The artists of this issue are Pieter Brueghel L’Ancien (1525–1569) and his masterpiece “Paysage avec la Chute d’Icare” and Wystan Hugh Auden (1907–1973) with his poem “Musée des Beaux Arts.”
The issue of both is suffering and indifference. Indifference means also unconcern, coldness, insensibility, nonchalance, inattention and carelessness among many others; but the final result of indifference is alienation, deterioration, destruction and death. As a consequence is also a lack of love and morality, a lack of civil courage and compassion, and the source of wars and mass disasters by giving “free way” to the psychopathic elements, creating wars and genocides throughout history until the present days.
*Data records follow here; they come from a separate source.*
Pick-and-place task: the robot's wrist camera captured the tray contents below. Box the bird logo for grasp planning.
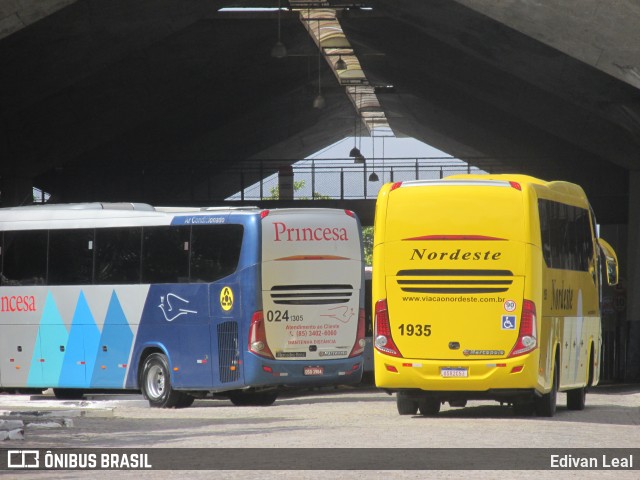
[158,293,197,322]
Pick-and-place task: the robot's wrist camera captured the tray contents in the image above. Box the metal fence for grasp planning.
[229,157,489,201]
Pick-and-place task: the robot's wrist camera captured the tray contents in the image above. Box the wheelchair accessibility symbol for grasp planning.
[220,286,234,311]
[501,315,516,330]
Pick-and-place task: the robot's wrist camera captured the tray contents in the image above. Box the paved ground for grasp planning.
[1,384,638,479]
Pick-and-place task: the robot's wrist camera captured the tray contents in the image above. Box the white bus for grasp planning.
[0,203,365,407]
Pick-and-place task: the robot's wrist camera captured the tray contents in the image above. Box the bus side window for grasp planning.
[538,200,552,267]
[1,230,48,286]
[49,229,94,285]
[539,199,593,273]
[142,226,190,284]
[95,227,142,284]
[190,225,243,283]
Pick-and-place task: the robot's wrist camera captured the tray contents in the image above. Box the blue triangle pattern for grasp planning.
[90,290,133,387]
[58,291,100,387]
[27,292,69,387]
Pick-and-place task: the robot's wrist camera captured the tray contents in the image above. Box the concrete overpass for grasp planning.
[1,1,640,380]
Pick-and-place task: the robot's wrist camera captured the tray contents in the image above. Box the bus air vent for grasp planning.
[270,284,353,305]
[217,321,240,383]
[396,269,514,294]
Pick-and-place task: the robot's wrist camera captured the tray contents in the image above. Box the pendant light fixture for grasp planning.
[271,0,287,58]
[369,128,378,181]
[313,18,325,109]
[350,87,364,162]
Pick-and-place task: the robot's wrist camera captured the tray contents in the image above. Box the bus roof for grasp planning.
[0,204,359,231]
[0,203,261,230]
[440,174,589,204]
[0,202,156,211]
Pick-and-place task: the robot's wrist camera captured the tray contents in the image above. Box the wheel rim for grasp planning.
[146,364,165,399]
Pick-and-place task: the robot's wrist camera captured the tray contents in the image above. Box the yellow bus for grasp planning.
[372,174,618,417]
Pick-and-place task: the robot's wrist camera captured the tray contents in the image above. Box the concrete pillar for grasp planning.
[0,176,33,207]
[625,170,640,381]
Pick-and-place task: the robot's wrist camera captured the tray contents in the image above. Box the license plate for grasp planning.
[304,366,324,376]
[441,367,468,378]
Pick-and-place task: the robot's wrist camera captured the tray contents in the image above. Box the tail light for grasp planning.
[373,299,402,357]
[349,308,366,357]
[248,311,274,359]
[508,300,538,358]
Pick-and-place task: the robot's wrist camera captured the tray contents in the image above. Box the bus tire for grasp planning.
[567,387,586,410]
[418,398,440,416]
[535,360,558,417]
[141,353,189,408]
[53,388,84,400]
[568,347,592,411]
[396,392,418,415]
[228,391,277,406]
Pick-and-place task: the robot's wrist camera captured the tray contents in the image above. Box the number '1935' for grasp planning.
[398,324,432,336]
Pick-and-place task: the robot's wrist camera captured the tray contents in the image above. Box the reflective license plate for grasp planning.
[304,366,324,376]
[441,367,468,378]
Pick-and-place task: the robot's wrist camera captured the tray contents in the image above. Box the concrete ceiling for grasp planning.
[1,0,639,224]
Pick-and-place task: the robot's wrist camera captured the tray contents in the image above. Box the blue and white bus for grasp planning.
[0,203,365,407]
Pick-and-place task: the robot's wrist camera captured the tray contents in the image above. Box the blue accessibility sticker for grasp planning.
[501,315,517,330]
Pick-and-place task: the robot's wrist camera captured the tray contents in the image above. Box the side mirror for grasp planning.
[597,238,618,286]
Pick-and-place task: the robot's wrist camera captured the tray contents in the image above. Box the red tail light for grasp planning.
[508,300,538,358]
[373,299,402,357]
[349,308,366,357]
[248,311,274,359]
[390,182,403,191]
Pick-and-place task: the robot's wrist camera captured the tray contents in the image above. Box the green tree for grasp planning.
[362,226,373,266]
[266,180,330,200]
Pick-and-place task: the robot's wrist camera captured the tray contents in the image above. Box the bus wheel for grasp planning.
[228,391,277,406]
[53,388,84,400]
[567,387,586,410]
[418,398,440,416]
[141,353,189,408]
[396,392,418,415]
[568,349,591,411]
[535,362,558,417]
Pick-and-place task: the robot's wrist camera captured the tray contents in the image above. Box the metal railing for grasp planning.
[228,157,491,201]
[29,157,498,205]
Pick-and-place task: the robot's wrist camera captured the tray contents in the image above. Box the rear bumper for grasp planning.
[374,352,541,394]
[244,354,364,387]
[392,388,537,403]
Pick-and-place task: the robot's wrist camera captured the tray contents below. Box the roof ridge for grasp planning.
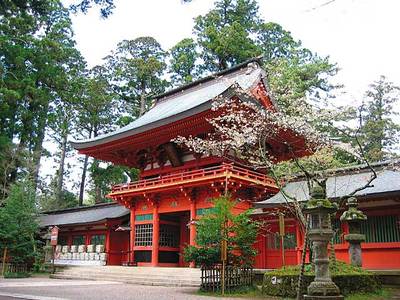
[154,56,263,103]
[289,159,400,182]
[41,201,121,215]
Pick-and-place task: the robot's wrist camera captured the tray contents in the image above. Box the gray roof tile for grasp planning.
[256,168,400,208]
[39,204,129,227]
[71,63,264,149]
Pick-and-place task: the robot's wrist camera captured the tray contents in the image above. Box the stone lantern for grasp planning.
[340,197,367,267]
[303,185,343,300]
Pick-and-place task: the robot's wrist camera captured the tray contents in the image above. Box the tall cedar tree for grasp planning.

No true and sincere scientist and artist can be indifferent. Indifference is opposite to life, to wholeness and to any creative process. It is static, opposite to dynamic. It represents disease opposite to health, death opposite to life. Quoting Peter G. Fedor-Freybergh “health is the dynamic movement along the creative path toward self-realization” . The opposite of self-realization is denial—a lack of basic instincts important for a decent life and homeostasis.
One of the very basic needs of a human being is the need for taking care of someone and the need of being taken care of. The being for whom we care for becomes the most important being in our life and has also become a part of our lives. It is irrelevant whether the one we care for is an adult, a child, a prenatal child, a dog, a cat or a small bird; in other words all living things. This being cared for and being taken care of is one of the prerequisites of our survival and provides the homeostasis and equilibrium between us and our environment. When we are being taken care of we can be healed and cured and when taking care of someone we can heal and cure as well .
It is never enough to remind one of the existence of and the threat to all of indifference. Brueghel painted his work in the 16th century, Auden wrote his poem in the past century and as André Gide said “Everything has been said already, but as no-one listens, we must begin again.”